Desde 2011, o dia 30 de abril é o Dia Internacional do Jazz, uma ideia que nasceu por iniciativa da UNESCO, em conjunto com o pianista Herbie Hancock.

O jazz surgiu em Nova Orleans, no começo do século XX, com raízes no blues, no ragtime e nas memórias da música tradicional africana. Ou, pelo menos, no que dela sobreviveu nos Estados Unidos, guardada nas formas de expressão das pessoas escravizadas que dançavam e tocavam no Congo Square.

Com ritmos livres e uma entrega genuína à improvisação, o jazz logo se fez espaço. Uma ferramenta sonora para que músicos pudessem falar de liberdade e equidade, numa luta contra o racismo e a discriminação. E quanto mais expandia para fora dos Estados Unidos, mais do mundo entrava no jazz, como os ritmos de Cuba e do Brasil, por exemplo.

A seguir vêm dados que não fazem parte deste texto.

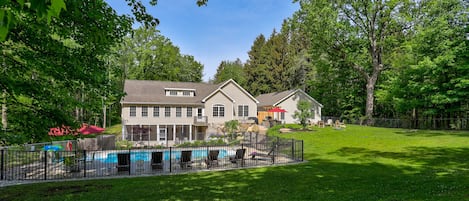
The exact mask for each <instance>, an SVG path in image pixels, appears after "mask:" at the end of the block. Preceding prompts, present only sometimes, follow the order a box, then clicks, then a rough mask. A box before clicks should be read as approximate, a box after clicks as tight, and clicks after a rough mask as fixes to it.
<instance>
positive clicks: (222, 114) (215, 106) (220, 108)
mask: <svg viewBox="0 0 469 201" xmlns="http://www.w3.org/2000/svg"><path fill="white" fill-rule="evenodd" d="M212 108H213V116H214V117H224V116H225V106H224V105H222V104H215V105H213V107H212Z"/></svg>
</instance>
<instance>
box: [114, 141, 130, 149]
mask: <svg viewBox="0 0 469 201" xmlns="http://www.w3.org/2000/svg"><path fill="white" fill-rule="evenodd" d="M133 145H134V143H133V142H131V141H127V140H118V141H116V148H117V149H124V150H125V149H132V147H133Z"/></svg>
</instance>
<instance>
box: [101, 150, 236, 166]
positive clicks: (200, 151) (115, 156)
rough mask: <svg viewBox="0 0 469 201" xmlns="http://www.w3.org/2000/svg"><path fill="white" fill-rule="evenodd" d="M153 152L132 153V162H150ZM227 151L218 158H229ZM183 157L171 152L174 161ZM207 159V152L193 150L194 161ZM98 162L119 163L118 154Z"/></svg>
mask: <svg viewBox="0 0 469 201" xmlns="http://www.w3.org/2000/svg"><path fill="white" fill-rule="evenodd" d="M151 152H153V151H131V152H130V161H137V160H143V161H150V160H151ZM120 153H128V152H120ZM227 154H228V153H227V151H226V150H223V149H221V150H220V153H219V154H218V158H223V157H225V156H227ZM180 157H181V151H171V158H172V159H179V158H180ZM206 157H207V150H192V159H202V158H206ZM96 160H100V161H102V162H104V163H117V152H114V153H108V154H107V155H103V157H97V158H96ZM163 160H166V161H167V160H169V150H166V151H163Z"/></svg>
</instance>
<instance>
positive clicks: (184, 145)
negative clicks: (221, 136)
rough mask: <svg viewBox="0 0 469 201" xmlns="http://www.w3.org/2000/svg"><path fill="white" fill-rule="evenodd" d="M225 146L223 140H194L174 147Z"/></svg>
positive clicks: (177, 145) (182, 143)
mask: <svg viewBox="0 0 469 201" xmlns="http://www.w3.org/2000/svg"><path fill="white" fill-rule="evenodd" d="M223 145H227V144H226V143H225V142H224V141H223V139H217V140H209V141H205V140H196V141H193V142H184V143H182V144H178V145H176V147H203V146H223Z"/></svg>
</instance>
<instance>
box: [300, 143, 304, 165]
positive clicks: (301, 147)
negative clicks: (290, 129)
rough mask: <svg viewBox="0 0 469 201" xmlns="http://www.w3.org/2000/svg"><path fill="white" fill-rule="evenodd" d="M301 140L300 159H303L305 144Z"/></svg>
mask: <svg viewBox="0 0 469 201" xmlns="http://www.w3.org/2000/svg"><path fill="white" fill-rule="evenodd" d="M300 142H301V161H304V154H305V145H304V143H303V140H301V141H300Z"/></svg>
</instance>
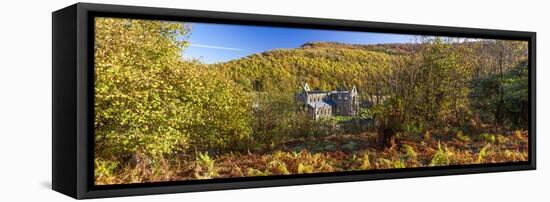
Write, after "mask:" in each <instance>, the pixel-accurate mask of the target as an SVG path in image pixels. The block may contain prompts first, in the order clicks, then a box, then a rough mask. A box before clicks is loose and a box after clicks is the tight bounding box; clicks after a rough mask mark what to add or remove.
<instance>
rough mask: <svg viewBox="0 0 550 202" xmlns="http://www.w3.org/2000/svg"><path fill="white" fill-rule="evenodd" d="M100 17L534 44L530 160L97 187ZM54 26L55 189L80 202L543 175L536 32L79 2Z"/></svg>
mask: <svg viewBox="0 0 550 202" xmlns="http://www.w3.org/2000/svg"><path fill="white" fill-rule="evenodd" d="M98 16H103V17H124V18H139V19H156V20H174V21H193V22H215V23H230V24H246V25H267V26H284V27H300V28H320V29H332V30H354V31H368V32H383V33H398V34H416V35H435V36H455V37H473V38H491V39H509V40H525V41H528V44H529V99H530V107H529V110H530V111H529V116H530V117H529V160H528V162H519V163H496V164H480V165H460V166H445V167H422V168H404V169H391V170H369V171H350V172H345V173H344V172H338V173H320V174H303V175H290V176H265V177H245V178H234V179H212V180H204V181H178V182H158V183H144V184H121V185H102V186H96V185H94V182H93V181H94V172H93V169H94V161H93V143H94V132H93V129H94V128H93V120H94V116H93V114H94V113H93V112H94V109H93V98H94V88H93V85H94V83H93V81H94V78H93V77H94V61H93V56H94V54H93V47H94V46H93V44H94V42H93V40H94V23H93V18H94V17H98ZM52 20H53V26H52V37H53V38H52V43H53V44H52V46H53V47H52V52H53V54H52V77H53V78H52V88H53V90H52V110H53V111H52V113H53V117H52V118H53V121H52V155H53V156H52V188H53V190H56V191H58V192H61V193H63V194H66V195H68V196H71V197H74V198H77V199H84V198H97V197H114V196H130V195H145V194H164V193H180V192H193V191H209V190H224V189H241V188H255V187H272V186H285V185H305V184H316V183H335V182H351V181H363V180H379V179H394V178H409V177H423V176H442V175H457V174H473V173H487V172H503V171H519V170H535V169H536V138H535V137H536V81H535V79H536V76H535V75H536V33H535V32H521V31H505V30H491V29H474V28H460V27H444V26H429V25H413V24H398V23H382V22H365V21H352V20H335V19H320V18H305V17H288V16H275V15H257V14H243V13H229V12H212V11H197V10H183V9H168V8H152V7H135V6H119V5H105V4H89V3H77V4H74V5H72V6H69V7H66V8H63V9H60V10H58V11H55V12H53V13H52Z"/></svg>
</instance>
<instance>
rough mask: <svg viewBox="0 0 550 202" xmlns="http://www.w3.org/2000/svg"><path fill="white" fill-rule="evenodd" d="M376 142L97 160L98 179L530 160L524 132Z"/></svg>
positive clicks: (285, 144)
mask: <svg viewBox="0 0 550 202" xmlns="http://www.w3.org/2000/svg"><path fill="white" fill-rule="evenodd" d="M434 136H435V135H434ZM446 137H447V136H446ZM374 138H375V135H374V134H361V135H339V136H330V137H325V138H322V139H317V140H311V139H308V140H295V141H291V142H287V143H286V144H283V145H281V146H280V147H279V148H277V149H275V150H273V151H271V152H264V153H246V152H245V153H224V154H209V153H207V152H196V153H195V152H194V153H189V154H186V153H179V154H176V155H172V156H165V157H163V158H161V160H157V161H156V162H153V161H150V160H147V159H140V160H135V161H131V163H127V164H125V165H120V164H118V163H116V161H108V160H103V159H96V161H95V166H96V172H95V173H96V175H95V177H96V183H97V184H100V185H101V184H127V183H142V182H157V181H179V180H202V179H213V178H232V177H248V176H268V175H291V174H306V173H323V172H340V171H354V170H372V169H396V168H415V167H428V166H447V165H468V164H486V163H501V162H518V161H527V160H528V132H522V131H515V132H512V133H509V134H481V135H478V136H475V137H470V136H467V135H465V134H462V133H457V134H455V135H454V136H453V137H452V138H447V139H437V138H433V137H432V138H431V139H428V140H421V141H417V139H419V138H420V139H422V138H423V137H413V136H407V137H400V138H398V140H397V141H396V144H395V146H393V147H391V148H386V149H376V147H375V146H374V145H373V142H374Z"/></svg>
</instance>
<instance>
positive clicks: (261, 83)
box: [94, 18, 529, 183]
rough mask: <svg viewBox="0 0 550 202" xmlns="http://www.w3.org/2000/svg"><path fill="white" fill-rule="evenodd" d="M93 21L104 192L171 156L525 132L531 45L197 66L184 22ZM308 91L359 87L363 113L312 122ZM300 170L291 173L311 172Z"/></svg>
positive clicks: (416, 49) (301, 166) (360, 111)
mask: <svg viewBox="0 0 550 202" xmlns="http://www.w3.org/2000/svg"><path fill="white" fill-rule="evenodd" d="M95 23H96V28H95V29H96V31H95V34H96V38H95V42H96V44H95V76H96V78H95V103H94V107H95V112H96V113H95V153H94V154H95V157H96V178H98V179H100V178H101V179H103V181H104V182H107V183H108V182H112V181H113V179H114V178H105V176H110V174H112V172H115V170H117V171H118V172H130V171H127V170H126V171H123V170H124V169H125V168H129V167H136V166H138V165H142V164H143V162H144V161H146V162H149V163H146V165H147V166H146V167H148V170H155V169H157V168H159V166H160V167H162V165H165V166H166V165H168V164H170V163H169V161H167V160H166V159H170V158H169V157H170V156H172V155H175V154H178V155H184V156H185V158H186V159H188V158H189V157H190V156H193V157H195V156H196V162H195V163H197V162H203V163H205V162H206V163H207V164H208V163H212V164H213V162H214V161H213V160H211V159H210V157H209V156H208V153H206V154H205V153H204V152H210V155H222V154H227V153H231V154H233V152H236V153H245V152H249V153H250V152H251V151H252V152H257V153H259V154H266V153H269V152H271V151H273V150H277V149H279V150H283V149H282V146H281V145H285V144H290V143H289V142H293V141H299V140H318V138H324V137H328V136H331V135H335V134H346V135H361V134H375V135H376V136H377V138H376V145H377V147H381V149H387V148H393V147H395V138H397V137H398V136H399V137H411V138H413V137H424V138H425V137H426V135H428V134H440V135H442V136H444V137H445V136H447V137H450V138H454V137H455V136H457V135H458V136H457V137H459V139H462V138H464V140H469V139H470V138H471V139H475V138H477V136H480V137H481V136H483V137H484V136H486V134H487V133H507V132H509V131H512V130H520V131H524V130H527V129H528V110H529V108H528V106H529V99H528V63H527V61H528V58H527V57H528V56H527V55H528V54H527V51H528V48H527V42H521V41H507V40H470V41H468V40H464V39H456V38H449V37H419V40H418V41H416V42H411V43H402V44H378V45H357V44H344V43H338V42H310V43H305V44H303V45H302V46H300V47H296V48H291V49H275V50H269V51H266V52H263V53H258V54H253V55H249V56H246V57H243V58H239V59H236V60H232V61H228V62H222V63H216V64H204V63H201V62H199V61H190V60H185V59H183V58H184V57H183V56H182V51H183V50H185V49H186V47H187V46H188V45H189V42H188V41H186V39H187V37H188V35H189V34H190V33H192V27H189V26H187V25H186V23H174V22H163V21H147V20H131V19H113V18H97V19H96V22H95ZM305 83H307V84H308V85H309V86H310V87H311V88H312V89H315V90H321V91H330V90H350V89H351V88H352V87H353V86H356V87H357V91H358V92H359V95H360V97H359V98H360V103H361V104H360V108H361V109H360V113H359V114H358V115H356V116H353V117H334V118H328V119H323V120H311V119H309V118H308V117H307V115H306V114H305V112H304V111H303V110H302V109H303V106H301V105H300V104H299V103H297V102H296V99H295V96H296V93H298V92H299V91H300V90H301V89H300V88H301V86H302V85H303V84H305ZM365 123H369V124H367V125H366V126H365ZM464 134H467V135H464ZM315 138H317V139H315ZM450 138H447V139H450ZM442 139H445V138H442ZM350 147H352V146H350ZM409 147H410V146H409ZM409 147H406V148H407V149H408V150H407V151H408V152H409V153H410V151H409V150H410V149H411V148H412V147H411V148H409ZM438 147H439V150H445V149H442V147H441V146H440V145H438ZM327 148H328V149H330V148H329V146H326V148H325V149H327ZM413 152H414V149H413ZM281 155H282V154H281ZM354 155H355V154H354ZM415 156H416V155H415ZM316 158H317V157H316ZM364 158H367V161H369V160H368V156H367V157H364ZM435 158H436V157H435V156H434V159H435ZM437 158H439V157H437ZM514 158H516V157H514ZM364 161H365V160H364V159H363V163H365V162H364ZM415 162H416V161H415ZM437 162H439V161H437ZM279 163H280V162H279ZM367 163H368V162H367ZM416 163H418V162H416ZM432 163H433V162H432ZM123 165H124V166H123ZM170 165H171V164H170ZM193 165H195V164H193ZM197 165H198V164H197ZM208 165H210V164H208ZM270 165H271V164H270ZM300 165H301V167H300V169H302V170H301V171H296V172H305V171H304V169H312V171H311V172H313V170H314V168H313V167H312V168H309V167H307V166H306V165H304V164H300ZM369 165H370V164H369ZM377 165H378V164H377ZM380 165H382V164H380ZM384 165H385V164H384ZM388 165H390V164H388ZM392 165H393V164H392ZM396 165H397V164H396ZM399 165H401V164H399ZM415 165H416V164H415ZM430 165H431V164H430ZM434 165H435V164H434ZM437 165H439V164H437ZM273 166H276V167H277V168H279V167H280V166H281V165H280V164H273ZM361 166H362V167H361V168H365V169H366V167H365V166H366V164H361ZM199 167H200V166H199ZM367 167H368V166H367ZM201 168H203V169H206V170H209V169H210V166H206V167H204V166H203V167H201ZM207 168H208V169H207ZM212 169H213V168H212ZM297 169H298V168H297ZM300 169H298V170H300ZM319 169H320V170H322V171H326V167H323V169H321V168H320V167H319ZM329 170H331V169H329ZM132 172H134V171H132ZM163 172H164V174H166V173H165V171H163ZM249 172H250V173H252V174H251V175H259V174H258V172H259V171H258V170H249ZM254 173H256V174H254ZM283 173H284V172H283ZM195 174H196V176H195V178H206V177H205V176H206V174H208V175H214V174H215V173H213V172H212V173H206V174H205V172H202V171H201V172H200V174H197V173H195ZM241 174H242V172H241ZM132 179H133V178H132ZM142 180H144V179H142V178H139V179H135V180H128V179H126V181H142ZM123 181H124V180H123Z"/></svg>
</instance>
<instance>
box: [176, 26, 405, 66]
mask: <svg viewBox="0 0 550 202" xmlns="http://www.w3.org/2000/svg"><path fill="white" fill-rule="evenodd" d="M189 24H191V34H190V36H189V38H188V39H187V40H188V41H189V43H190V45H189V47H188V48H186V49H185V50H184V51H183V57H184V58H185V59H198V60H200V61H202V62H205V63H217V62H225V61H229V60H232V59H237V58H241V57H244V56H247V55H251V54H254V53H261V52H264V51H268V50H272V49H276V48H296V47H299V46H301V45H302V44H304V43H307V42H341V43H350V44H383V43H407V42H411V41H412V39H413V38H414V37H415V36H414V35H399V34H382V33H369V32H353V31H335V30H318V29H302V28H282V27H267V26H252V25H229V24H212V23H189Z"/></svg>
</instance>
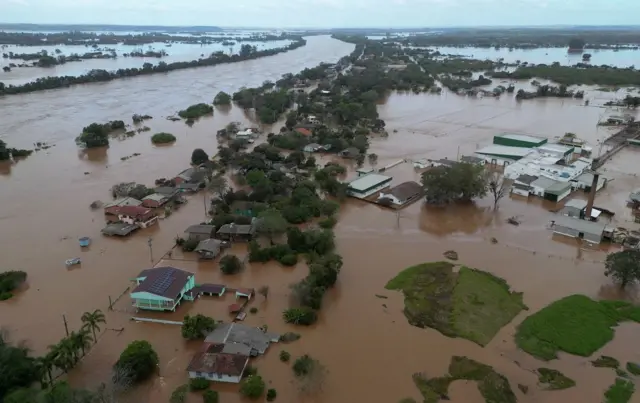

Tornou-se um diálogo em que cada intérprete pode deixar seu próprio jeito de ser, seu tempero individual. O jazz celebra a individualidade. É um terreno aberto onde se aprende que, mesmo na absoluta singularidade de cada um, é possível ser autêntico e único, ainda que em conjunto. O jazz sempre foi sobre trazer as pessoas para mais perto. Sobre quebrar barreiras e inspirar, sem pressa, a criatividade através das culturas.

Ter uma data que reverencia a existência do Jazz, não só na música, mas também na dança, é uma forma de não apenas manter viva a cultura, mas de lembrar que desde sua primeira aparição, sempre esteve vivo e atualizado, acolhendo as individualidades e respeitando o coletivo.